Dalam hitungan minggu dan bulan, ternyata sudah ramai muncul berita korban-korban lainnya, ada yang pejabat yang dikenal korup karena pada LHKPN banyak tidak mencantumkan harta yang sebenarnya, pejabat yang doyan makan duit proyek, demikian juga korban dari swasta yang suka kong-kalikong untuk memenangkan pekerjaan pemerintah, ada juga dari kalangan penegak hukum sendiri yang juga menjadi korban pembunuhan berantai tersebut.
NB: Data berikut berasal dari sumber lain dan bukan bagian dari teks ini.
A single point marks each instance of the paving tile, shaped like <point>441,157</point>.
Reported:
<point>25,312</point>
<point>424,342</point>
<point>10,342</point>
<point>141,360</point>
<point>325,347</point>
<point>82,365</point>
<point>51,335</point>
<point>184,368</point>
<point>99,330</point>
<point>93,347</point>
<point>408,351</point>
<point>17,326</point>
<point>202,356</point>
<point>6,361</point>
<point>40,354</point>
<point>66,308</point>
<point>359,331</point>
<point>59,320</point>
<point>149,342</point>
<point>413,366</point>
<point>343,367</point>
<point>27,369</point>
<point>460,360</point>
Orang menduga korban dari penegak hukum tersebut memang dikenal bersahabat erat dengan lingkungan maklar kasus.
Publik heboh. Semua heboh. Hampir tiga bulan media cetak, media sosial, media elektronik menampilkan berita utama seputar ditemukannya korban yang diduga ada kaitannya dengan perilaku korup. Nah. kesimpulan ini ternyata berdampak, pada bulan ke empat, ke enam dan setahun kemudian, media seperti sepi dalam pemberitaan terkait dengan korupsi.
Ya, setahun setelah itu, pembunuhan berantai tidak terungkap, seperti sebuah kesenyapan. Demikian juga berita korupsi tidak lagi terdengar atau terbaca dari media.
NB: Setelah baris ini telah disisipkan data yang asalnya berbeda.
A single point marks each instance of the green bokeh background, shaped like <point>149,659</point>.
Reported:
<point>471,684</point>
Mungkin ada pertaubatan nasional bagi pelaku korupsi. Takut ia, takut tubuhnya ditemukan di pinggir jalan atau dekat jembatan dengan luka di jantung dan kepalanya.
****
Itu sebuah imajinasi, sebuah solusi yang sangat ekstrim, sadis, tidak berperikemanusiaan serta jauh dari ciri negara yang berdasarkan hukum. Namun bila ternyata selama ini hukum tidak juga efektif, banyak jutaan korban rakyat atas keserakahan para mereka yang tertembak jantung dan kepala dalam alinea imajinasi tadi, masih kah perlu cara-cara yang soft, lunak dan biasa-biasa saja? Bukankah korupsi merupakan kejahatan luar biasa alias extra ordinary crime, yang juga harus dilawan dengan cara yang sangat luar biasa?
Ah, sudahlah, saya akhiri imajinasi saya dengan sebaris harapan : " Semoga kali ini ada perubahan di negeri ini. Korupsi menjadi sebuah mitos bagi anak cucu negeri ini. "
Biar koruptor memetik hasilnya-ut sementem faceris ita mates.